The letter details the inadequate waste management and rampant pollution that plagues Mcleod, detracting from this Himalayan hill station's unique charm and threatening the health of its residents. The students explain that tourists, shopkeepers and restaurant owners, and local residents who litter in the streets of Mcleod all contribute to the accumulation of rubbish, which is then spread around by stray animals, and ultimately ends up polluting the town's water supply and making people sick. The result, the students write, is that, "Our beautiful town and the surrounding mountains have become untidy, unhealthy, and ugly."
In a call for action on the behalf of the local Tibetan government authorities and the Mcleod Ganj community, the students offer three potential solutions to improve Mcleod Ganj's waste management and clear the streets of rubbish. Their first item is to provide more dustbins near the bus stations, temple, and town center, "so that tourists and local residents can put their rubbish in them instead of on the road." Next, they suggest that local authorities implement a fine for littering, and use the money collected from this fine to teach about waste management in local schools and monasteries. Lastly, they propose a boycott of local shops and restaurants whose owners consistently empty their garbage onto the streets.

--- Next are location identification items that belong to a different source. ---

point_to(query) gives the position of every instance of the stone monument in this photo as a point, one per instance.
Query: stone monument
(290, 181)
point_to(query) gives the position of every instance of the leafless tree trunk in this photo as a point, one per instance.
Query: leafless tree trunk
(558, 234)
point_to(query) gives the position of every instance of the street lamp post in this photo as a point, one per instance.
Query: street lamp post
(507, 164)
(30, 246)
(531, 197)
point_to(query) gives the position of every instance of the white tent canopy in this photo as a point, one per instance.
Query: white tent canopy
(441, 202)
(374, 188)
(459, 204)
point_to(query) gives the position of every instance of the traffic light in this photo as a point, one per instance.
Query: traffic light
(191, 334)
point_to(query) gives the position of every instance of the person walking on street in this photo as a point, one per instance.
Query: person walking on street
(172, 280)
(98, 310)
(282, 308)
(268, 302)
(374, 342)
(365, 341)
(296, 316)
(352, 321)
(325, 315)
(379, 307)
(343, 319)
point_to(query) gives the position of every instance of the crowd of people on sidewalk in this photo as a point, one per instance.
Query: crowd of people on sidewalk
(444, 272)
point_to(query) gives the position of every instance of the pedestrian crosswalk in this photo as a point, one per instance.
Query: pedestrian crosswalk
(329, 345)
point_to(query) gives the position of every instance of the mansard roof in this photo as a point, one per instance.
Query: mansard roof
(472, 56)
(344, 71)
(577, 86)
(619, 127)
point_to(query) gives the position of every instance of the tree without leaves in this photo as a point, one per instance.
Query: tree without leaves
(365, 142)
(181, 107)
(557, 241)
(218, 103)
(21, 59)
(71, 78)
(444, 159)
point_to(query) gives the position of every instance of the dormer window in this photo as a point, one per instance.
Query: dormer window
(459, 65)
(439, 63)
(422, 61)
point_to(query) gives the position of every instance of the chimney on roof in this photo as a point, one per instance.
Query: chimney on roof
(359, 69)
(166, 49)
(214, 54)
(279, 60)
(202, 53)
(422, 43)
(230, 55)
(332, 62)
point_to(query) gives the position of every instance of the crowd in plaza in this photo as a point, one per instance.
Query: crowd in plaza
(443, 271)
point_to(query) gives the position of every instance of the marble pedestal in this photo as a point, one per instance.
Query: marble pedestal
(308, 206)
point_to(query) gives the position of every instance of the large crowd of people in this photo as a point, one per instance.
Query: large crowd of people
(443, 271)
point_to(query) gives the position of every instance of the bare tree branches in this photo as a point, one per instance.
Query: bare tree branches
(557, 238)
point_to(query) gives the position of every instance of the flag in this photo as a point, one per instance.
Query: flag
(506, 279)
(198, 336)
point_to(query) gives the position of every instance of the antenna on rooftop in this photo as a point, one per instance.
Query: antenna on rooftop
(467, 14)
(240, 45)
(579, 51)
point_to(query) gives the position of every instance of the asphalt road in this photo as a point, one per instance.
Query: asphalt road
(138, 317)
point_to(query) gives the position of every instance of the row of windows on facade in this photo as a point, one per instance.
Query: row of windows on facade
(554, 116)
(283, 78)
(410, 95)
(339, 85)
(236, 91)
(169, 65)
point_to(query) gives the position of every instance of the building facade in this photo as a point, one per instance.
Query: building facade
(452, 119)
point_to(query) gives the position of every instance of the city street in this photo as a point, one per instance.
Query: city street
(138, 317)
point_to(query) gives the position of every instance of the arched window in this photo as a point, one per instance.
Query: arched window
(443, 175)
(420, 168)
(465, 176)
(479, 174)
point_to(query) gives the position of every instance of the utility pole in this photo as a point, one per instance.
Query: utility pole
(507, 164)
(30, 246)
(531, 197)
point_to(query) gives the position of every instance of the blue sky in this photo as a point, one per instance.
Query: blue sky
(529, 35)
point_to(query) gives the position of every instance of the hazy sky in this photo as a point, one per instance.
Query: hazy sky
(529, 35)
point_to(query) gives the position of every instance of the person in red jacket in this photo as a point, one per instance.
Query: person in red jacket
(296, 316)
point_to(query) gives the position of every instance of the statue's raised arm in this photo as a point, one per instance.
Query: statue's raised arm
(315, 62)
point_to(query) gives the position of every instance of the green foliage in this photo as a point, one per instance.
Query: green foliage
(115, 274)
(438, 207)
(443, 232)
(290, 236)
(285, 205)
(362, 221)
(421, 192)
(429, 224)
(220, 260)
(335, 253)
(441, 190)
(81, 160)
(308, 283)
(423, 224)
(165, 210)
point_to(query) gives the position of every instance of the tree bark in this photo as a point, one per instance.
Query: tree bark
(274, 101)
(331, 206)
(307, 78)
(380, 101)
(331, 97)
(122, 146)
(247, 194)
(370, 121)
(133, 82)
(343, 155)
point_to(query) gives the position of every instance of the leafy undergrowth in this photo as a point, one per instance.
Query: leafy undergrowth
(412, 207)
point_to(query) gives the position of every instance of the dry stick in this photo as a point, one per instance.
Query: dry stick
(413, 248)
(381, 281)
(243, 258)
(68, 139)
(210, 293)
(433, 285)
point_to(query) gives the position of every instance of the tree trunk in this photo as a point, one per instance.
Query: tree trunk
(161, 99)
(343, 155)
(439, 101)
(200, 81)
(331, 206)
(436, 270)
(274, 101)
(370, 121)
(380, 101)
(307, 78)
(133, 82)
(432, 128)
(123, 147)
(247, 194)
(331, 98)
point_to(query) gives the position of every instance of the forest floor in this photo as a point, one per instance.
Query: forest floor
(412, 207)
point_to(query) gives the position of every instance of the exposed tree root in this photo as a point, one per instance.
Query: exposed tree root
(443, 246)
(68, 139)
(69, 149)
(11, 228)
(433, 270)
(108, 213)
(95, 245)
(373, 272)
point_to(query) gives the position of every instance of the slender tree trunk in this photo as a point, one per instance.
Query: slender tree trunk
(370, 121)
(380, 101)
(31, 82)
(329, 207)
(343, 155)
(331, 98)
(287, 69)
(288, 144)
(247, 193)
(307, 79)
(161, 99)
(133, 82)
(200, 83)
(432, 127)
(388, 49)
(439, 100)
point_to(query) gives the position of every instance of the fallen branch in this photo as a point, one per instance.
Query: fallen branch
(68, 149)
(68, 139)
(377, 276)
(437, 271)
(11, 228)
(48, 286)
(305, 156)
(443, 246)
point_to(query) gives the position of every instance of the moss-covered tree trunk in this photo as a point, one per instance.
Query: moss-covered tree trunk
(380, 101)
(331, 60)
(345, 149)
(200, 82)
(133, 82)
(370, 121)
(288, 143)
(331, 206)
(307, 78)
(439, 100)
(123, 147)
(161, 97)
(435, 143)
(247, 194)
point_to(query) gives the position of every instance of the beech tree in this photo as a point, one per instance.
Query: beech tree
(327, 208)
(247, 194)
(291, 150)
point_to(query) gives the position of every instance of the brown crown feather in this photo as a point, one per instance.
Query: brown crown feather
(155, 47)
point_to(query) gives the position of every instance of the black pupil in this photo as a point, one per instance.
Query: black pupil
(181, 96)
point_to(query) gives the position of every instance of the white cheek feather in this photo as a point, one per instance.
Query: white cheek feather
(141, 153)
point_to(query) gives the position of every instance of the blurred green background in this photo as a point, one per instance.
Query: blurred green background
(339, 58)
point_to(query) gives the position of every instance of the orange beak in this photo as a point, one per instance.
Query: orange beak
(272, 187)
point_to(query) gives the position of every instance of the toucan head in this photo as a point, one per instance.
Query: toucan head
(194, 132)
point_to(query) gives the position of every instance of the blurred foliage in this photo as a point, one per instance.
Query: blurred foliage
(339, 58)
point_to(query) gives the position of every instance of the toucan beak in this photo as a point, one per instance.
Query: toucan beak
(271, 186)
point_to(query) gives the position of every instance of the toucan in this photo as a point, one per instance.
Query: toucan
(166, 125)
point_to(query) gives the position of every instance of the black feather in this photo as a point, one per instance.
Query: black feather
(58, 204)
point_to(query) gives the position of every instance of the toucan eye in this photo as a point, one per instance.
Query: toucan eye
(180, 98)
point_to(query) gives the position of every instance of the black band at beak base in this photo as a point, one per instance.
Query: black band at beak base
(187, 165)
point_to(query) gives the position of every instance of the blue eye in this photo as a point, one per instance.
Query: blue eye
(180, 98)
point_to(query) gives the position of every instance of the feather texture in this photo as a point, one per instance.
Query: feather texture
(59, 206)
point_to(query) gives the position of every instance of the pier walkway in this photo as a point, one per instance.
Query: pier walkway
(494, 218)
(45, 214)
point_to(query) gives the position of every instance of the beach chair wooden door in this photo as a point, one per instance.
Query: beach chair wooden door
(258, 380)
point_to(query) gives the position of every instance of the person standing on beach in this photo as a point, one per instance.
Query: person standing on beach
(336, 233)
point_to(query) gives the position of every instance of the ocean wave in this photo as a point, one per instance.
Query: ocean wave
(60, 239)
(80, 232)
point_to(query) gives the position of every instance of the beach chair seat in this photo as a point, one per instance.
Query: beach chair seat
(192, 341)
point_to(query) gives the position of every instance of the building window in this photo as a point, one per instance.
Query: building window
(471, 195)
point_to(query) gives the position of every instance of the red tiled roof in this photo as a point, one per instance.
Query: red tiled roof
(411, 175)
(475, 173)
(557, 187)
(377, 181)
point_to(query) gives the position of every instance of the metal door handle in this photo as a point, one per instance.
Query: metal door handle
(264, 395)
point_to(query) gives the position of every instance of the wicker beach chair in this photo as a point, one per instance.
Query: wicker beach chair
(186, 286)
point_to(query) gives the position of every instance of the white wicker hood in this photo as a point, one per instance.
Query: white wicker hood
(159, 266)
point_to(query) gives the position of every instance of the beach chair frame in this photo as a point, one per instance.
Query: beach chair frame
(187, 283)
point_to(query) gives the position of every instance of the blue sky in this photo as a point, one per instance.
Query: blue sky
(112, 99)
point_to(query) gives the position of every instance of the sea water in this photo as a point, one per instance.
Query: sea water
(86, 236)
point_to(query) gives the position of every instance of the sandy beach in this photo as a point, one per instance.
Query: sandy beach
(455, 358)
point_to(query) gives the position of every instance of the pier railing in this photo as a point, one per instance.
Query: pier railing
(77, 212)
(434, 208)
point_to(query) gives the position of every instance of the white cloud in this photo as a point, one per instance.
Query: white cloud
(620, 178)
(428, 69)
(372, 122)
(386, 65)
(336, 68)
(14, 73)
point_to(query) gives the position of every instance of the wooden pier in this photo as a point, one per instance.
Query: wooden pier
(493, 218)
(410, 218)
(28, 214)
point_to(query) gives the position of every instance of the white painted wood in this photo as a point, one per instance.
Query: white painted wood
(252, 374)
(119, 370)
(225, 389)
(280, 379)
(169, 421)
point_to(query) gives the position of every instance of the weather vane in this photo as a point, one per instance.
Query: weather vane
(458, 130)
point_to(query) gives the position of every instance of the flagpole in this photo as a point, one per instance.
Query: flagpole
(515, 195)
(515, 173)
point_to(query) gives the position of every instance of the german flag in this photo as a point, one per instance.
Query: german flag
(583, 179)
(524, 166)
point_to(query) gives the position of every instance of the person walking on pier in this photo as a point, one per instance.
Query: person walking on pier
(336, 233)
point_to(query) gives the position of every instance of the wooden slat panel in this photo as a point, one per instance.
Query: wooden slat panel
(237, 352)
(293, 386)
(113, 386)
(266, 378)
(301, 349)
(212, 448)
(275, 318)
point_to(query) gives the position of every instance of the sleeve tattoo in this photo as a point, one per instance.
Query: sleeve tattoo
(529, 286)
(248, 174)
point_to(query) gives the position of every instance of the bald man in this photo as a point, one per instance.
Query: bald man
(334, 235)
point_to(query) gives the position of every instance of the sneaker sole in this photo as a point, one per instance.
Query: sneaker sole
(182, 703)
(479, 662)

Susan London, an American volunteer who teaches the conversation class that produced this petition, was at first hesitant to raise the subject of environmental issues with her Tibetan students. She states, "I was skeptical about bringing it up to my students...I thought maybe it was not a concern for them." But to her surprise, on the first night she discussed the topic with her class of 25 students, "every one of them-100 percent-said that the situation with garbage and litter in the roads is a big concern to them." She explains that the students are disturbed about the litter in Mcleod Ganj because, "it affects the environment, this beautiful place that reminds them of their home in Tibet, but does not look like their home because of the garbage."
After discussing their own views on the issue and possible solutions to the waste problem, the class invited a speaker named Ms Tenzin Choedon from the environmental department of the Tibetan Settlement Office. They discussed with her their ideas about how to resolve the pollution in Mcleod, and Choedon suggested that they express these concerns and proposals in a formal letter.
"So, as a group, we decided to compose a letter expressing our feelings that would be sent to her office, but would be forwarded to the Indian Municipality," continues London. She emphasizes that his letter's publication presented a two-fold opportunity for the Tibetan English students: academically, it was an opportunity for them to learn the proper form for a business letter, "where they are explaining their purpose, stating facts, explaining the consequences, and they are also offering solutions, and then thanking the people that they are writing to for considering this an important issue." But at the same time, the purpose of this letter went deeper than acquiring practical English skills. "On another level, an emotional level," London states, "I wanted the Tibetan students to understand that even though they are living out of their country...collectively, as a group, they have a voice and can express their opinions, and hopefully make changes in the community to things they see as problems."